Commodore Format 29 (February, 1993)
This issue had no subscriber’s newsletter. Read the accompanying Power Pack feature Commodore Format 29 arrived a week later than usual because…well, it was the ’90s and they still had […]
A Commodore Format magazine fan site
This issue had no subscriber’s newsletter. Read the accompanying Power Pack feature Commodore Format 29 arrived a week later than usual because…well, it was the ’90s and they still had […]
Commodore Format 29 arrived a week later than usual because…well, it was the ’90s and they still had proper Christmas breaks back then. Printers and distributors closed down, and software publishers were on holiday until January 2nd and didn’t send new games to review. When the February issue appeared on January 26th, you’d again have to question anybody that said the C64 would be commercially dead in less than a year: this month the computer saw Streetfighter 2, a new WWF beat ’em up, the official Lethal Weapon tie-in and a Doctor Who game. Again, not just games but games: big titles and household names.
WEAKFIGHTER
So let’s cut to the elephant in the room. Streetfighter 2 – the iconic, era defining arcade beat ’em up – had arrived on our beloved 8-bit. The bottom line is that the game is beyond the Commodore 64. Of course it is! This was a 1991 arcade game with custom chips and multiple buttons, after all. It was never going to work loaded into 64k from cassette and using one fire button. Then there’s the rush factor: US Gold knew the C64 world was dying and had to get it out before there was nobody left. It’s awful, but the reality is that no attempt would have been the Streetfighter 2 we knew (though we live in hope of a fanboy version proving us wrong one day! – Ed)

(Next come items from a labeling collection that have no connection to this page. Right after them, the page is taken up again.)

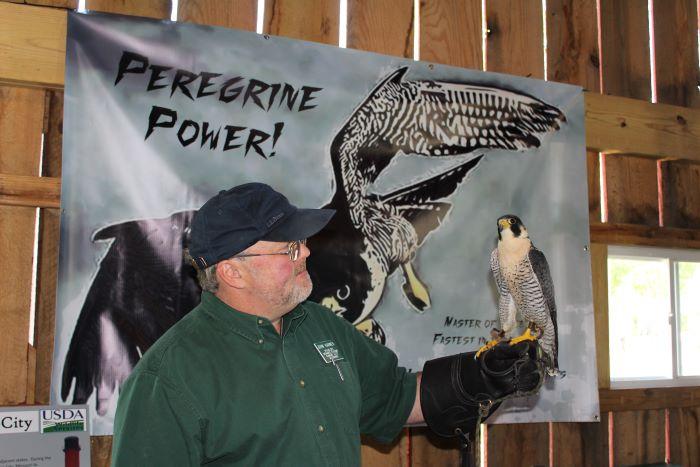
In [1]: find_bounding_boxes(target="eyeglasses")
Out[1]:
[234,239,306,261]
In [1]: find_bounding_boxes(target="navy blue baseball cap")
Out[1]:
[190,183,335,269]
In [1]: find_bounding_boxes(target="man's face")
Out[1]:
[245,241,313,312]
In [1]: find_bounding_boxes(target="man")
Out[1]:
[112,183,539,466]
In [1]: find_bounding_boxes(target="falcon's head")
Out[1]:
[498,214,528,242]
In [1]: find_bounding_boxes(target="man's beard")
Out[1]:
[261,266,313,310]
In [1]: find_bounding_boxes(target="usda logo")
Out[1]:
[41,409,87,433]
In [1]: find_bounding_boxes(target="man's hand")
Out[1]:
[478,341,544,399]
[420,341,544,436]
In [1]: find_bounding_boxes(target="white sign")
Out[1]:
[0,410,39,434]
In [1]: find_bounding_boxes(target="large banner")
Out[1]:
[52,13,598,434]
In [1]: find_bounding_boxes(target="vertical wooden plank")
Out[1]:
[613,410,666,465]
[485,0,544,79]
[90,436,112,467]
[85,0,172,19]
[420,0,483,70]
[600,0,651,101]
[24,343,36,405]
[41,91,63,178]
[653,0,700,229]
[653,0,700,107]
[661,161,700,229]
[487,423,549,466]
[550,420,608,467]
[546,0,601,222]
[347,0,413,58]
[0,86,44,405]
[669,407,700,467]
[34,91,63,404]
[605,154,659,226]
[177,0,258,31]
[34,209,60,404]
[411,428,460,467]
[0,86,44,175]
[591,243,610,388]
[586,151,603,222]
[263,0,340,45]
[547,0,600,92]
[600,0,659,226]
[0,205,36,405]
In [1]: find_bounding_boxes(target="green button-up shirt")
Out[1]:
[112,292,416,467]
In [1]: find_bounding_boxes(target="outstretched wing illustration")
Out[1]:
[309,68,566,326]
[61,211,200,414]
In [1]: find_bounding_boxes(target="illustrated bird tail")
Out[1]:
[379,156,483,245]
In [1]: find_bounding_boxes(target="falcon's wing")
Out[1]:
[61,211,199,410]
[377,156,483,245]
[331,68,566,190]
[528,246,559,358]
[491,248,517,334]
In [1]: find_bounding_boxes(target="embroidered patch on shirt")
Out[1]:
[314,341,343,363]
[314,341,345,381]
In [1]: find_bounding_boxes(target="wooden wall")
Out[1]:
[0,0,700,466]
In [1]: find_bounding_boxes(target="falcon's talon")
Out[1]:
[509,328,538,345]
[474,340,501,358]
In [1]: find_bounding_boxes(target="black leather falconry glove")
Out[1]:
[420,341,544,436]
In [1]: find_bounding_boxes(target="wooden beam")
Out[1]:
[0,174,61,208]
[591,222,700,248]
[591,243,610,388]
[0,2,700,165]
[0,2,68,88]
[585,92,700,161]
[598,386,700,413]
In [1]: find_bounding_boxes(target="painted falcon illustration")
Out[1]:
[480,214,564,376]
[61,68,566,413]
[309,68,566,342]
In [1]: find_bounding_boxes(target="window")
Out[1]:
[608,246,700,388]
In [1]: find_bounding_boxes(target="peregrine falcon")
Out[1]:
[480,214,564,376]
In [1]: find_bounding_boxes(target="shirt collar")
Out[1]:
[201,291,306,342]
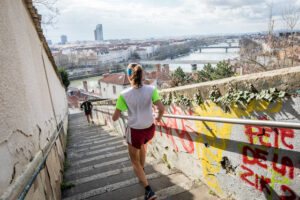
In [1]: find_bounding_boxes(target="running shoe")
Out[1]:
[144,190,157,200]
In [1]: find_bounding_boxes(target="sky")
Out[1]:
[38,0,300,42]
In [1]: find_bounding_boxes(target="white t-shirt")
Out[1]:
[116,85,160,129]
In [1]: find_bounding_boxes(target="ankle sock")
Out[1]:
[145,185,151,194]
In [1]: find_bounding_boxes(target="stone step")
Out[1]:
[71,140,123,153]
[64,172,165,200]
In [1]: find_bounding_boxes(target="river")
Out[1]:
[169,43,239,72]
[70,43,239,92]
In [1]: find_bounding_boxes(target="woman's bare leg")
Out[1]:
[128,144,148,187]
[140,144,146,169]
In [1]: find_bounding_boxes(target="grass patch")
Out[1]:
[209,190,217,196]
[60,182,75,190]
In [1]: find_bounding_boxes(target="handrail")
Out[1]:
[18,117,65,200]
[163,114,300,129]
[92,109,300,129]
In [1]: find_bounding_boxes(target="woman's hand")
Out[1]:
[155,116,161,122]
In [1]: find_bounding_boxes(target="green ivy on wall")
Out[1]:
[162,84,287,110]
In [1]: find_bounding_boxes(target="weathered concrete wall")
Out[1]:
[96,67,300,200]
[0,0,67,199]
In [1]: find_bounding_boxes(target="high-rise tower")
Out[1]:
[60,35,68,44]
[94,24,103,41]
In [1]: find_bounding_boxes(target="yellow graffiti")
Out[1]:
[194,101,281,196]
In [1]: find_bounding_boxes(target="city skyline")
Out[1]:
[38,0,300,42]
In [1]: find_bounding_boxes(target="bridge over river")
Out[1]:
[140,60,227,65]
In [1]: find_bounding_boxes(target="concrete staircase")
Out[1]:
[62,113,218,200]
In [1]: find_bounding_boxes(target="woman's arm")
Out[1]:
[155,100,165,122]
[112,108,122,121]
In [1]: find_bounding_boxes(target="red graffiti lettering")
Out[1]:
[259,176,271,195]
[241,118,297,200]
[243,146,268,169]
[241,165,257,186]
[272,153,294,179]
[279,128,295,149]
[280,185,297,200]
[156,105,199,154]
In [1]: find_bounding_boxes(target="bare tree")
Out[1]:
[282,2,300,66]
[32,0,59,28]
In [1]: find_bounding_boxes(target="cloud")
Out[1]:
[37,0,300,41]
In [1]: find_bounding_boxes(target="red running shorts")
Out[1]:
[126,124,155,149]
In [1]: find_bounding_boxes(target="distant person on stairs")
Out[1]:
[112,63,164,200]
[80,100,94,125]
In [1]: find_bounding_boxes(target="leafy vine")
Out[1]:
[162,84,288,111]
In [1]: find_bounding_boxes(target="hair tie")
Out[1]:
[127,68,132,76]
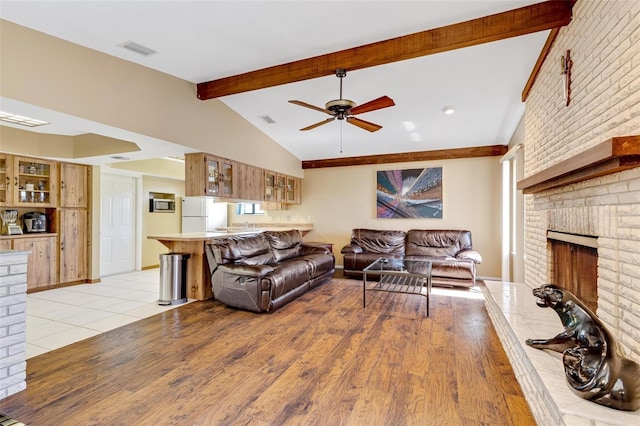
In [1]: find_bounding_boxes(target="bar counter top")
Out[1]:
[147,223,313,300]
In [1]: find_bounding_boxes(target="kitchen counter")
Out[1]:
[147,223,313,300]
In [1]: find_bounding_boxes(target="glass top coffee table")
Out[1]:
[362,257,431,316]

Not that you’d have known this from reading Commodore Format‘s 80% rated review. CF scores often erred on the high side, but you’d have to say that this is one of the most generous reviews in the magazine’s history. There’s no mention of the cut-down moves, the jerky sprites, the way fights seem to end almost at random or the way the game struggles to be coherent via tape multiload. And what’s with the use of sprites from the SNES game to decorate the page where C64 screenshots should be, eh? There’s “supporting the C64” and there’s delusion: what CF saw that merited 80% here, we’ll never know.

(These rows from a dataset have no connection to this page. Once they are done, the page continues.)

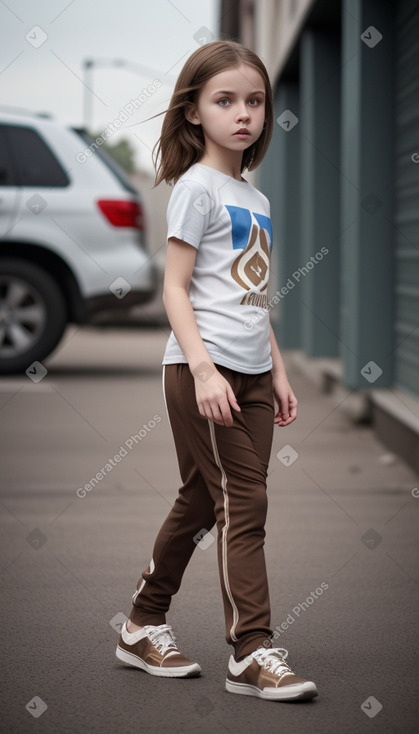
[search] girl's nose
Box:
[237,104,249,120]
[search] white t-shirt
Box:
[162,163,272,374]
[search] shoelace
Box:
[252,647,292,674]
[144,624,178,655]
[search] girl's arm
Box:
[163,237,240,426]
[270,324,298,426]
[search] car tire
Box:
[0,258,67,374]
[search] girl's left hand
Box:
[273,376,298,426]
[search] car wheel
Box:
[0,258,67,374]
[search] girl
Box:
[116,41,317,701]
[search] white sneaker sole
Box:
[226,678,318,701]
[115,645,201,678]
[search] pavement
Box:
[0,327,419,734]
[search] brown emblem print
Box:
[231,224,269,292]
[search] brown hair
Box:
[153,41,274,186]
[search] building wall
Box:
[220,0,419,397]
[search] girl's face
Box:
[186,64,265,160]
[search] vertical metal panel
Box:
[394,0,419,394]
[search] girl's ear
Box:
[185,102,201,125]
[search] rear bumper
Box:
[83,288,155,321]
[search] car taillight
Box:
[97,199,144,229]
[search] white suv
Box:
[0,109,157,374]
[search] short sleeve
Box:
[166,180,214,249]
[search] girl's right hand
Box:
[192,362,240,428]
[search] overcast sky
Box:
[0,0,219,171]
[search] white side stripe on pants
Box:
[208,420,239,642]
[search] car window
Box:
[0,125,18,186]
[73,128,138,196]
[3,125,70,188]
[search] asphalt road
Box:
[0,328,419,734]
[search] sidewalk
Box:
[0,328,419,734]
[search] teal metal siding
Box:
[394,0,419,394]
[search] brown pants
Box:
[130,364,274,660]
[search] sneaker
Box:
[116,622,201,678]
[226,647,318,701]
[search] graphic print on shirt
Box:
[225,205,272,309]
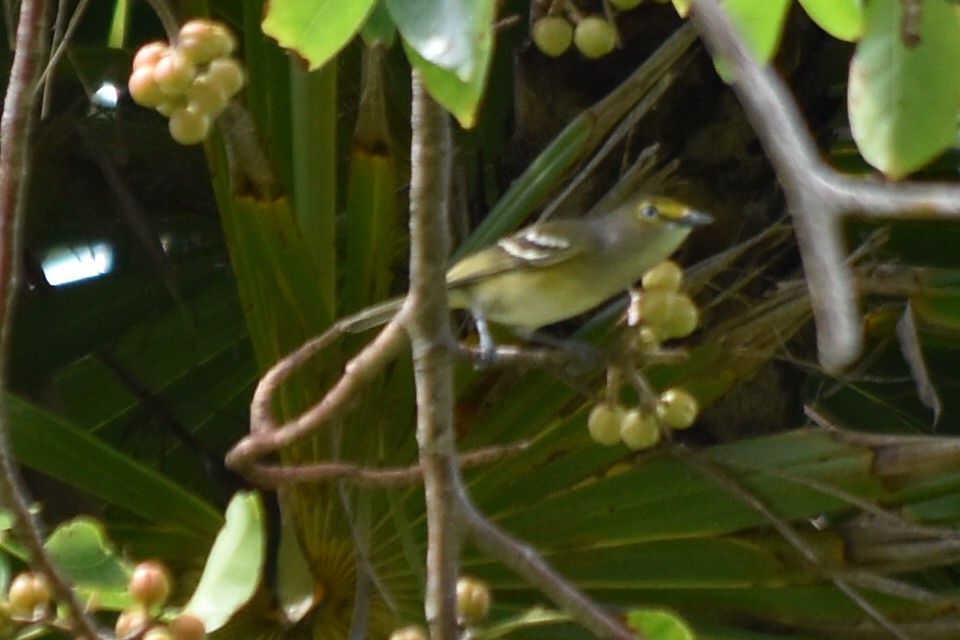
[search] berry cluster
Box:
[530,0,670,59]
[114,560,207,640]
[0,561,207,640]
[587,260,700,451]
[587,387,700,451]
[530,14,617,58]
[127,19,246,145]
[390,576,493,640]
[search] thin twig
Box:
[0,0,101,638]
[457,482,644,640]
[226,311,406,486]
[691,0,960,372]
[407,72,461,640]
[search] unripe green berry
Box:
[177,18,237,64]
[127,65,168,108]
[640,289,700,340]
[530,16,573,58]
[657,387,700,430]
[133,40,170,71]
[169,613,207,640]
[573,16,617,58]
[390,625,429,640]
[113,607,153,638]
[641,260,683,291]
[170,107,211,145]
[206,58,247,98]
[620,407,660,451]
[457,576,492,625]
[153,50,197,96]
[186,74,228,118]
[143,625,173,640]
[587,402,626,447]
[127,560,171,608]
[156,96,187,118]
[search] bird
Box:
[350,195,713,359]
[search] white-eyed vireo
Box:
[348,196,711,354]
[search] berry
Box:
[170,107,211,145]
[642,260,683,291]
[153,50,197,96]
[573,16,617,58]
[530,16,573,58]
[610,0,643,11]
[186,74,228,118]
[133,40,170,71]
[127,66,167,108]
[657,387,700,429]
[170,613,207,640]
[177,18,237,64]
[206,58,247,97]
[620,407,660,451]
[457,576,492,625]
[587,402,626,447]
[640,289,700,340]
[156,96,187,118]
[7,571,50,620]
[143,625,173,640]
[113,608,153,638]
[390,625,429,640]
[127,564,172,608]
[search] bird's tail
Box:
[340,298,403,333]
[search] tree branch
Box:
[0,0,101,638]
[690,0,960,372]
[406,72,460,640]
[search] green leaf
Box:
[360,0,397,47]
[184,492,265,632]
[45,518,134,611]
[716,0,791,76]
[261,0,376,70]
[800,0,864,42]
[403,40,490,129]
[386,0,495,82]
[6,394,221,535]
[627,609,696,640]
[847,0,960,178]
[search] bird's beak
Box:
[677,209,713,227]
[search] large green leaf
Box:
[847,0,960,178]
[184,492,266,632]
[45,518,135,611]
[800,0,864,42]
[4,394,221,537]
[715,0,792,81]
[386,0,496,83]
[262,0,376,70]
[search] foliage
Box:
[0,0,960,638]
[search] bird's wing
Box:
[447,220,590,287]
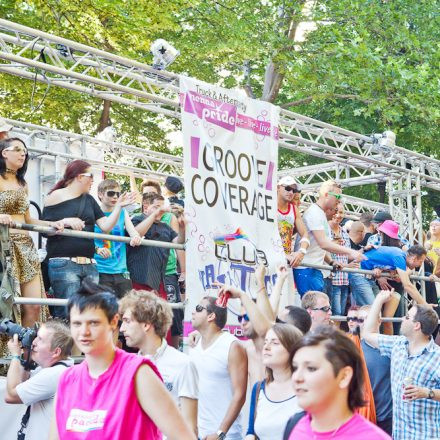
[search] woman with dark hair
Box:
[0,138,63,327]
[49,280,196,440]
[43,160,133,318]
[284,326,391,440]
[246,324,302,440]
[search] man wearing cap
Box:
[0,118,14,141]
[293,180,364,297]
[277,176,310,267]
[164,176,185,207]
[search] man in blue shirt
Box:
[95,179,141,298]
[362,290,440,440]
[361,245,426,304]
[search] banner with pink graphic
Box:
[180,77,285,327]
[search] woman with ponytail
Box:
[0,138,63,336]
[43,160,134,318]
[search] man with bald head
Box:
[348,221,379,306]
[293,180,363,297]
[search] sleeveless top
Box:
[277,203,296,255]
[190,332,243,440]
[0,188,29,215]
[55,349,162,440]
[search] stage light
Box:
[150,39,180,70]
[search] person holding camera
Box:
[5,320,73,440]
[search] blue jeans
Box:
[331,285,348,316]
[293,268,324,298]
[49,258,99,319]
[348,273,379,307]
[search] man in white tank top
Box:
[190,296,248,440]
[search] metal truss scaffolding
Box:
[0,19,440,241]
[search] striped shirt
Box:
[379,335,440,440]
[330,227,351,286]
[127,214,177,290]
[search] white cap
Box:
[0,117,14,132]
[278,176,299,189]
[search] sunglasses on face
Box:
[4,145,27,154]
[237,313,249,324]
[312,306,332,313]
[347,316,364,324]
[105,191,121,197]
[327,191,342,200]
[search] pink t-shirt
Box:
[289,414,391,440]
[56,349,162,440]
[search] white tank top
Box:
[254,389,302,440]
[190,332,243,440]
[277,203,295,255]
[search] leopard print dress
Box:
[0,188,49,356]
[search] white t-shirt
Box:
[145,339,199,405]
[295,203,330,269]
[254,389,302,440]
[16,359,73,440]
[190,332,243,440]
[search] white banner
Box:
[180,77,285,334]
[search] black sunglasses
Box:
[347,316,365,324]
[284,186,301,193]
[237,313,249,324]
[312,306,332,313]
[106,191,121,197]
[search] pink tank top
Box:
[56,349,162,440]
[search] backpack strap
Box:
[283,411,306,440]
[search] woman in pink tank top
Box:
[283,325,391,440]
[49,279,195,440]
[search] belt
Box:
[49,257,96,264]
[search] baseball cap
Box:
[371,211,393,223]
[165,176,183,194]
[278,176,299,189]
[0,117,14,132]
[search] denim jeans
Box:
[348,273,379,307]
[49,258,99,319]
[330,285,349,316]
[293,268,324,298]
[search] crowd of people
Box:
[0,124,440,440]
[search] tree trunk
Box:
[98,99,112,133]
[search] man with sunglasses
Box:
[95,179,141,298]
[293,180,364,297]
[277,176,310,267]
[362,290,440,440]
[301,290,332,331]
[190,296,248,440]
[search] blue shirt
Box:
[361,246,406,270]
[361,341,393,422]
[94,209,127,274]
[378,335,440,440]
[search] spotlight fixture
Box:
[150,39,180,70]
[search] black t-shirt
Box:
[127,214,177,290]
[43,194,105,258]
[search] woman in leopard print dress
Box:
[0,138,64,334]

WHOOOOOOOO ARE YOU? WHO WHO? WHO WHO?
Dalek Attack wasn’t much good either, but at least CF said so. More interesting was the interview with current Doctor Who Sylvester McCoy on the opposite page: he objected to the weak intro screen of his face, but was more worried about the game’s violence. “My Doctor is from another world”, he told Dave Golder. “I wanted him to be much more intelligent and know that violence is not the answer. If my Doctor is doing anything violent, I’m really saddened by that”. CF gave the game 28%, adding that a “TV test card couldn’t be more tedious” . An aside: you wonder if Dave Golder, a known Doctor Who superfan and later editor of the legendary science fiction mag SFX – was harsher on it than need be because it wasn’t authentic to something he loved.
STOP MAKING ME SAD
Yeah. It’s unusually negative so far, isn’t it? Well…Lethal Weapon wasn’t bad, and it was cool to see another film license on the C64 so late. It’s an Ocean tie-in, so you can probably already imagine the shooty/platformy action, but it works well and is typically polished. WWF2 was OK but didn’t bring anything new to the genre, which meant the surprise barg this month was Codemasters’ Superstar Seymour compilation: five games featuring the, er, walking potato (good one – Ed) for £12.99. “As usual with these boxed sets, you have to take the rough with the smooth”, says Clur. But the top arcade action of stuff like Super Seymour outweighed the couple of naff Dizzy clones: it’s a shame Seymour isn’t more loved.
SEGUE
Speaking of the Codies, the regular Q+A feature Face To Face featured David Darling, their founder and – back in 1993 – director. The biggest selling Codemasters game by that point, he said, was Treasure Island Dizzy, and he reveals something interesting about their character Seymour. Originally, Seymour Goes To Hollywood was going to be a Dizzy game, but they realised Dizzy had to stay in fantasy, not real, worlds. Voila, Seymour was born.
SUMMING UP
The story of the month is Streetfighter 2, really. If you are looking for the moment that the C64 cannot keep up, Streetfighter 2 is probably it. Any kid with the Commodore version was missing out, and there’s little doubt the game nudged even more people in the direction of consoles like the SNES. What the C64 could do, and do well, was platformers and puzzle games: fortunately, there were a raft of them in the coming months, including a game based around McDonalds (!) and the official Comic Relief game. Played to its strengths, the C64 was still ace: and that’s what we’ll see in the next few months. CF
ON THE POWER PACK
Three games and a demo in February ’93. The tape led with a trial version of top down racer Carnage. Herobotix was a maze explore and shoot ’em up that needed a very big sheet of paper in order to map, and Battle Ships was…y’know. Battleship. The tape was completed by Highway Encounter, an isometric 3D strategy game originally released in 1985. Here’s our long read on this month’s tape.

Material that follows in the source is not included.